The modern approach to application security includes strategies and technologies that help development teams prioritize the vulnerabilities they should address and fix. By giving these teams tools that efficiently identify security vulnerabilities that present the biggest risk, they can address them as quickly as possible.
Ori Bach, EVP of Product at Mend, and Harry Mower, Director, AWS CodeSuite, got together for a fireside chat to discuss how to implement these strategies. Some of their key takeaways include the following:
Amazon Web Services (AWS) is the world’s most comprehensive and broadly adopted cloud platform, and AWS customers take advantage of all the cloud has to offer by building applications that meet rapidly changing business requirements. As part of the AWS Shared Responsibility Model, customers are responsible for securing their apps in the cloud, while AWS secures the cloud infrastructure.
Mend is an APN Advanced Tier Technology Partner that partners with AWS to provide end-to-end cloud security solutions for customers. We ensure that both open source and custom code applications running on AWS are secured using a remediation-first approach for faster and more confident deployments.
Software development is a dynamic discipline that undergoes constant change. This has implications for application security. “When we talk about modern software development, we’re really talking about cloud-native application architectures. These applications are more often assembled than they are written and built from open-source components,” Bach said. “We estimate that open-source components make up 80 percent of all components used in applications today. This creates a unique challenge of understanding what risks are being introduced by those third-party dependencies. For example, most people that were affected by Log4J didn’t use it directly, but instead used another component that leveraged the vulnerability library.”

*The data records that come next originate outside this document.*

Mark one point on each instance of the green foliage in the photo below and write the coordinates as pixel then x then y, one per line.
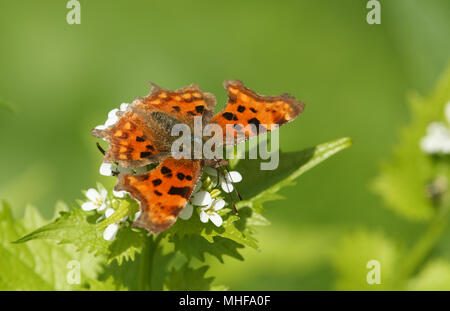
pixel 189 279
pixel 40 264
pixel 353 253
pixel 402 179
pixel 414 184
pixel 137 261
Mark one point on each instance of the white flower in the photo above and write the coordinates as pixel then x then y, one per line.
pixel 109 169
pixel 226 179
pixel 199 198
pixel 447 111
pixel 437 139
pixel 210 212
pixel 186 212
pixel 110 232
pixel 120 194
pixel 97 200
pixel 112 117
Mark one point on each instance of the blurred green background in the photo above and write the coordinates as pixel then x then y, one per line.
pixel 60 80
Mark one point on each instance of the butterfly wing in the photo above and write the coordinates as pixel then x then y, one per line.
pixel 247 110
pixel 142 133
pixel 182 104
pixel 162 192
pixel 131 142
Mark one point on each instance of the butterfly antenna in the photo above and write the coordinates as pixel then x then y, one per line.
pixel 235 188
pixel 230 196
pixel 100 148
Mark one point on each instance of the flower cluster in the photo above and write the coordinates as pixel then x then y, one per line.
pixel 112 117
pixel 99 201
pixel 437 140
pixel 209 202
pixel 206 195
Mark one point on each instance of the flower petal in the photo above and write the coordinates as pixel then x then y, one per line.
pixel 210 171
pixel 203 216
pixel 234 177
pixel 120 194
pixel 102 207
pixel 88 206
pixel 103 193
pixel 124 106
pixel 110 232
pixel 106 169
pixel 109 211
pixel 447 111
pixel 226 185
pixel 186 212
pixel 92 194
pixel 216 219
pixel 218 204
pixel 201 198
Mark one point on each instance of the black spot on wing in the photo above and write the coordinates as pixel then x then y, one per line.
pixel 145 154
pixel 180 191
pixel 200 109
pixel 156 182
pixel 228 115
pixel 165 170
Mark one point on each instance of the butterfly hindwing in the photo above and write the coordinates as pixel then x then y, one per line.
pixel 162 192
pixel 132 143
pixel 183 104
pixel 142 135
pixel 248 110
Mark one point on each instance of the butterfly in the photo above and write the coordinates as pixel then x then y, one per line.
pixel 141 136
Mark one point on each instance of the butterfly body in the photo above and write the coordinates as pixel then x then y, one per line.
pixel 142 135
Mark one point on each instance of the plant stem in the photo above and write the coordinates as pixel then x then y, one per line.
pixel 146 263
pixel 425 244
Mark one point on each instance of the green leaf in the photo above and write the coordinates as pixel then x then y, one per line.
pixel 196 246
pixel 72 227
pixel 38 265
pixel 78 227
pixel 403 179
pixel 352 255
pixel 106 285
pixel 435 276
pixel 208 231
pixel 261 186
pixel 188 279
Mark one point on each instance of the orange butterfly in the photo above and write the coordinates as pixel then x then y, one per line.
pixel 142 136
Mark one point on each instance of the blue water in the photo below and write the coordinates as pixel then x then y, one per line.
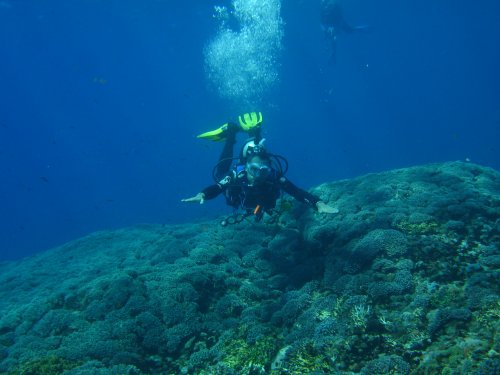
pixel 100 103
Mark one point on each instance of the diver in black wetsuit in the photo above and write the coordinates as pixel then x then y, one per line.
pixel 334 23
pixel 257 179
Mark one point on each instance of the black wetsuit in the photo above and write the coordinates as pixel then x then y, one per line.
pixel 258 198
pixel 240 194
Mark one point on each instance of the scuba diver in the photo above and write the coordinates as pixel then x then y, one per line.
pixel 333 23
pixel 253 181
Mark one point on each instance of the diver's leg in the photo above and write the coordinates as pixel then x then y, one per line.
pixel 225 159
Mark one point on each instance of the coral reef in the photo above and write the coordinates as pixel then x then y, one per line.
pixel 403 280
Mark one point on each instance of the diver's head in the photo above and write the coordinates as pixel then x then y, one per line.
pixel 258 167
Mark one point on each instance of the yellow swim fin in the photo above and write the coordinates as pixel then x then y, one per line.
pixel 217 135
pixel 250 120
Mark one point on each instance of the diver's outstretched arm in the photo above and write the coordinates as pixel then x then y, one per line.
pixel 198 198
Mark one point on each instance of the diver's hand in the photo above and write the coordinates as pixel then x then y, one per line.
pixel 198 198
pixel 323 208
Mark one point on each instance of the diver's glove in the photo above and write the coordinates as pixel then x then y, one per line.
pixel 250 120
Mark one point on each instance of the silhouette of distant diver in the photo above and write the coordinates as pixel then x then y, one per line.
pixel 334 23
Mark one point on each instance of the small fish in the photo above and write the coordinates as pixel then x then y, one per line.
pixel 100 80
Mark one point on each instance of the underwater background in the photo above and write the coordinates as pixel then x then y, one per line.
pixel 101 102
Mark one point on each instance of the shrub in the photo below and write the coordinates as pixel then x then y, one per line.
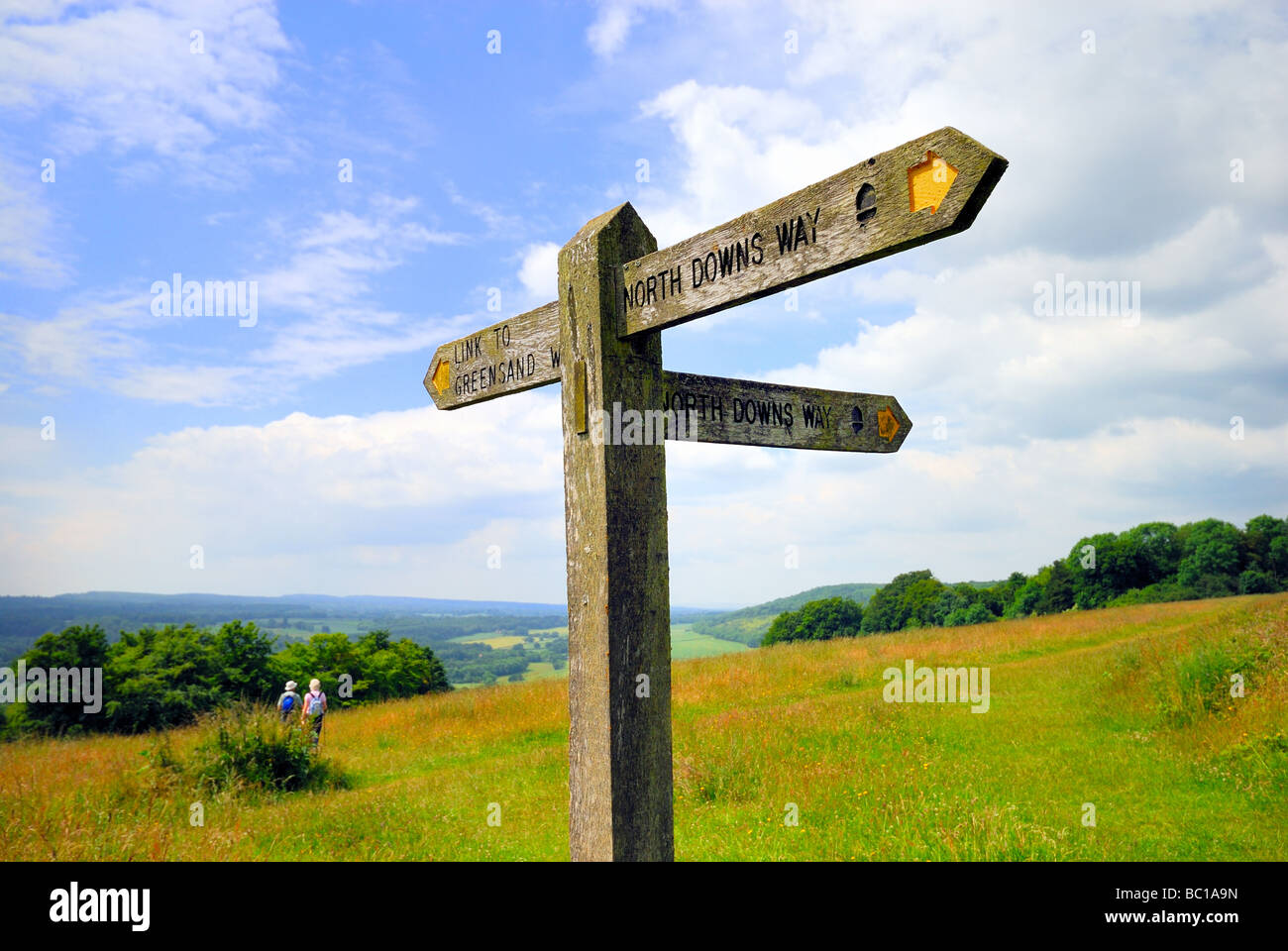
pixel 248 748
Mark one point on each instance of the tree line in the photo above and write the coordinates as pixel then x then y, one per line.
pixel 1153 562
pixel 166 677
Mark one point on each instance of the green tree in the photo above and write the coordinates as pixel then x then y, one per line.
pixel 816 620
pixel 896 604
pixel 1211 557
pixel 80 647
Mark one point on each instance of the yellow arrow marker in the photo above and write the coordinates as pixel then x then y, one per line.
pixel 928 182
pixel 441 376
pixel 887 424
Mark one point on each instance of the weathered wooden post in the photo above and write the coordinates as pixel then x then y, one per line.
pixel 618 589
pixel 601 341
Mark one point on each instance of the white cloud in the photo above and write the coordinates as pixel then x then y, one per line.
pixel 128 77
pixel 27 243
pixel 316 316
pixel 539 273
pixel 375 504
pixel 616 20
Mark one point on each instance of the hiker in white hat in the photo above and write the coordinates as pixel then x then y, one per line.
pixel 288 701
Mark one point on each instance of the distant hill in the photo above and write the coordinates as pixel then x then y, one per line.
pixel 290 616
pixel 748 625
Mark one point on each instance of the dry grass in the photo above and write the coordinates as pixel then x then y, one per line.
pixel 1104 707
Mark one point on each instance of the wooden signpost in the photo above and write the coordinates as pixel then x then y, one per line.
pixel 601 339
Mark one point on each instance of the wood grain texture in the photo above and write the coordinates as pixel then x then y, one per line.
pixel 506 357
pixel 829 231
pixel 716 409
pixel 618 590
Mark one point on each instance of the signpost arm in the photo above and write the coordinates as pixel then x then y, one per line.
pixel 618 591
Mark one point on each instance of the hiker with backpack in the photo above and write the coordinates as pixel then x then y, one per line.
pixel 314 709
pixel 288 701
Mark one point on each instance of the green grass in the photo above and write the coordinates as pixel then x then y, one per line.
pixel 1127 709
pixel 687 643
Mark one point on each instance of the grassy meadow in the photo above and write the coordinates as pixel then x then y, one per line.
pixel 1127 709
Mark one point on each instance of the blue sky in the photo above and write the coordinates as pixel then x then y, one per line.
pixel 301 453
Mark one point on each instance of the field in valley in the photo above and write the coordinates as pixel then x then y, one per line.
pixel 1126 709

Given the high stakes involved, Mower noted that application security should be a primary concern of any IT security department. Implementing a modern application security program should start with the following best practices:
Effective detection. The basis of a good AppSec program is an effective scanning strategy,” Bach said. “By running tools such as our own in your CI/CD pipelines or code repository, you can easily find out how vulnerable your software is. We have found that running scans before deployment pipeline is especially effective.”
Integration. For Bach, one of the most important elements is an integrated approach that bridges the gap between security operations and development. Moreover, it should free developers to do what they do best — deliver quality code, faster.

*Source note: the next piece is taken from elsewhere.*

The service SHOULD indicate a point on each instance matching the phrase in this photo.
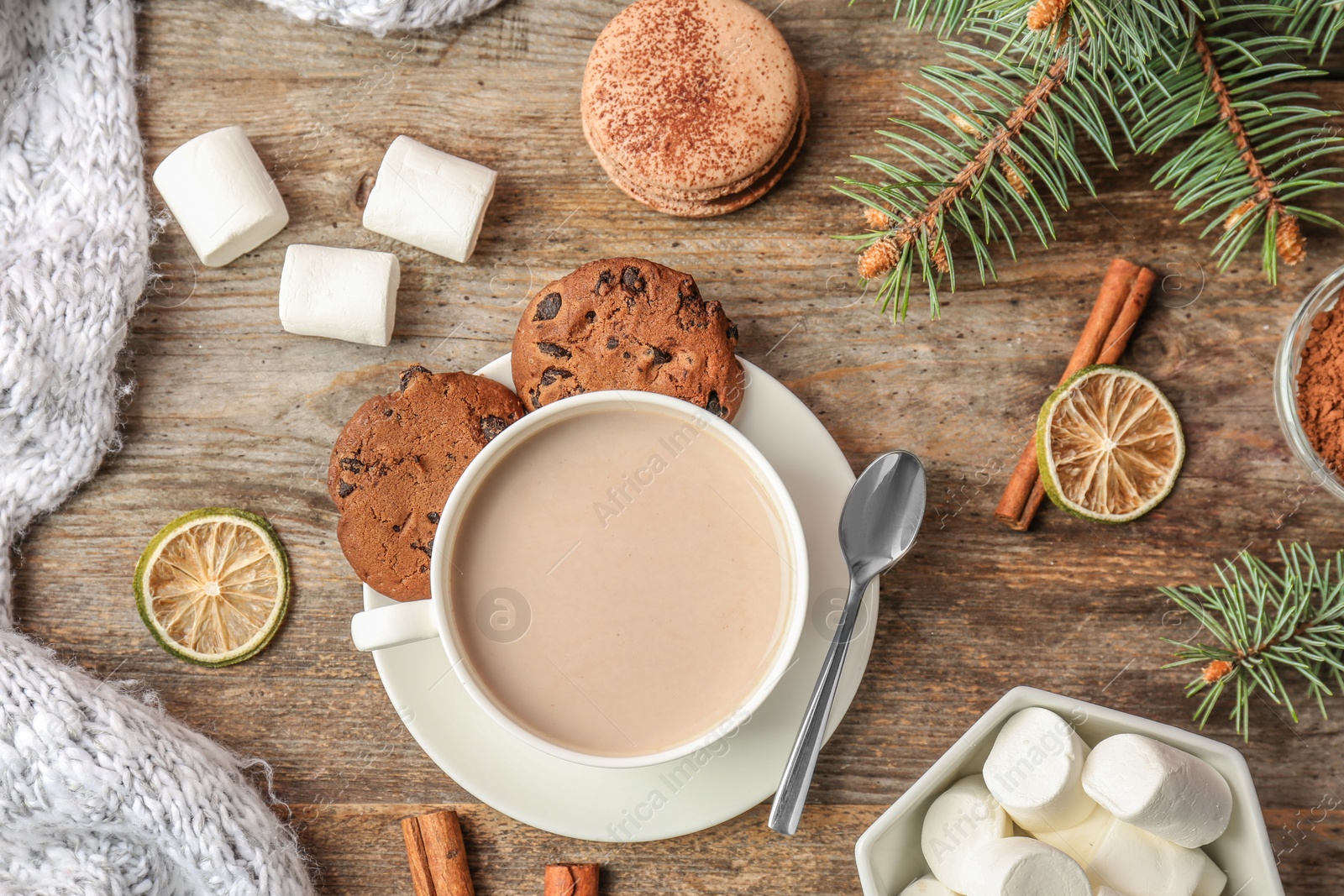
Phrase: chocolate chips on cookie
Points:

Automation. Every stage of the process, from detection to prioritization and remediation, needs to be automated with the right tools. “Tools that automatically detect, prioritize, and remediate vulnerabilities lead to measurable benefits across the enterprise,” Bach said. “For example, organizations using the Mend security platform reduce the software attack surface by as much as 90 percent, decrease the number of security alerts by as much as 85 percent, and save their developers up to 80 percent of the time they would have otherwise spent remediating app security issues.”
Prioritization. While it’s important to detect as many security issues as possible in the application, not all vulnerabilities are created equal, and it’s unrealistic to attempt to fix them all. “A modern AppSec approach includes strategies and technologies that help teams prioritize — giving them tools to zero in on the security vulnerabilities that present the biggest risk,” Bach said.

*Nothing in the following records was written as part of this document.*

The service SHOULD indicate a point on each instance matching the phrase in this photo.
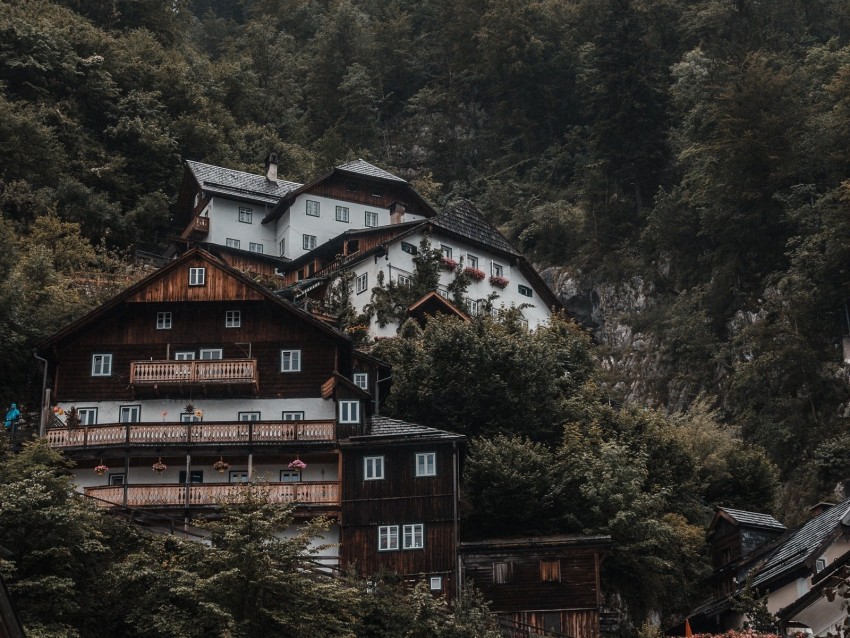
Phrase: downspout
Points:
(42, 420)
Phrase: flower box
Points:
(499, 281)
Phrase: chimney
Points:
(397, 210)
(271, 167)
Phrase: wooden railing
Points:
(200, 494)
(198, 433)
(206, 371)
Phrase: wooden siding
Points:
(129, 333)
(578, 588)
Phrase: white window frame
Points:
(426, 464)
(127, 412)
(361, 380)
(290, 360)
(101, 365)
(373, 468)
(197, 276)
(349, 411)
(413, 536)
(361, 283)
(232, 318)
(88, 416)
(388, 538)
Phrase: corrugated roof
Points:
(796, 546)
(363, 167)
(754, 519)
(462, 218)
(225, 181)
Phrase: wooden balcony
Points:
(198, 228)
(209, 371)
(210, 494)
(198, 433)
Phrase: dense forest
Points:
(691, 154)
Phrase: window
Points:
(197, 276)
(413, 536)
(88, 416)
(290, 361)
(349, 411)
(387, 538)
(361, 283)
(130, 414)
(426, 464)
(101, 365)
(195, 476)
(550, 571)
(502, 573)
(373, 468)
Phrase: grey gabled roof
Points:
(362, 167)
(794, 548)
(238, 184)
(753, 519)
(462, 218)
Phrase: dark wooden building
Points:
(548, 584)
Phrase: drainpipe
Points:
(42, 417)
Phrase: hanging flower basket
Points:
(221, 466)
(498, 281)
(475, 273)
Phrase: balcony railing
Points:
(198, 433)
(181, 372)
(205, 494)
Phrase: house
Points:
(198, 379)
(357, 220)
(793, 570)
(535, 585)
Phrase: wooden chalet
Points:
(548, 585)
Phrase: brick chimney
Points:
(397, 210)
(271, 167)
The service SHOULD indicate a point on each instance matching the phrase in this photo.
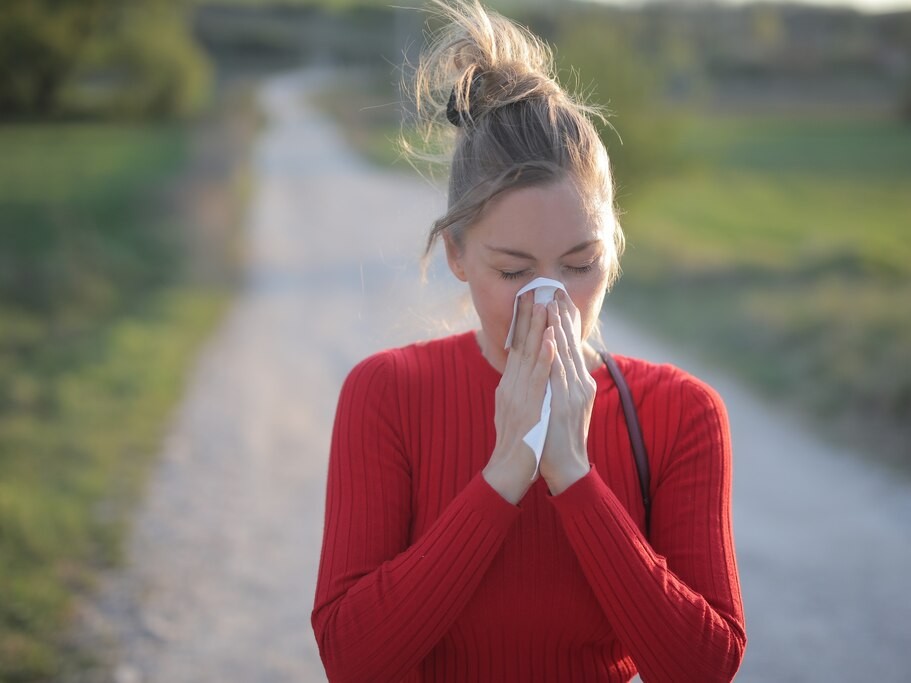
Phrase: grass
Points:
(776, 246)
(98, 325)
(781, 250)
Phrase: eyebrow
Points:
(521, 254)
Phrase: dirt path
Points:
(225, 551)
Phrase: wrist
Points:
(566, 476)
(510, 482)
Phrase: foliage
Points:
(598, 51)
(782, 252)
(99, 57)
(96, 331)
(80, 423)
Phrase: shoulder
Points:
(667, 384)
(402, 365)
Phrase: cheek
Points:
(588, 298)
(494, 302)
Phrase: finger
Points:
(521, 360)
(531, 344)
(569, 316)
(545, 359)
(564, 353)
(574, 316)
(523, 319)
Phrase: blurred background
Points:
(763, 159)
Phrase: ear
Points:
(454, 255)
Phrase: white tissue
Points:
(545, 290)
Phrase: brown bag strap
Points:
(635, 434)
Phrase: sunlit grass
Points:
(783, 252)
(96, 334)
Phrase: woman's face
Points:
(540, 231)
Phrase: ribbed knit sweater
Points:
(428, 574)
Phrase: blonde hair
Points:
(516, 126)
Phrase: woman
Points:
(449, 553)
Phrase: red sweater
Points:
(428, 574)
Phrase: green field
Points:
(97, 328)
(781, 249)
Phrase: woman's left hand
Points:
(565, 458)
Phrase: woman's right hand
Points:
(519, 396)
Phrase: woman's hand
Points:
(518, 400)
(565, 458)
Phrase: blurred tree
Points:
(101, 57)
(41, 45)
(148, 63)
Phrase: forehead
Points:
(540, 218)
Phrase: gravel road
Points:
(224, 554)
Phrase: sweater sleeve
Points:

Remediation. Here, Bach recommended technologies that do two important things. First, these tools must integrate seamlessly into the development cycle to help remediate issues when they are easier and cheaper to fix. And second, they should update vulnerable versions automatically..
By bringing these elements together, companies can increase the pace of development and delivery to meet critical business needs without compromising on security.”
The last part of the chat focused on the importance of partnering with a trusted cloud provider like AWS. “We’re really proud of the strategic collaboration between our two companies and how it helps our shared customers build a modern AppSec strategy,” Bach said.
The two agreed that the Mend-AWS collaboration provides unique value. “As you know, AWS takes security very seriously, and Mend’s offerings complement native AWS services across a number of solution areas,” Mower said. “For example, Mend integrates seamlessly with the existing AWS DevOps environments and CI/CD pipelines. Mend also works with GitHub as well as AWS dev tools — and as I understand it, more integrations with AWS developer tools are coming soon. These integrations reduce complexity and increase developer velocity. Mend also helps customers meet their obligations as part of the AWS Shared Responsibility Model.”
In short, Mend is there every step of the way to eliminate the burden of application security by providing solutions that meet the unique needs of both open source and custom code builds. Our integrations with key AWS services across the application development process simplify application security, making it easier for customers to manage their responsibilities and ship software and applications quickly and more securely. Even better, Mend is available through AWS Marketplace, making it easy for customers to access, deploy, and onboard our services.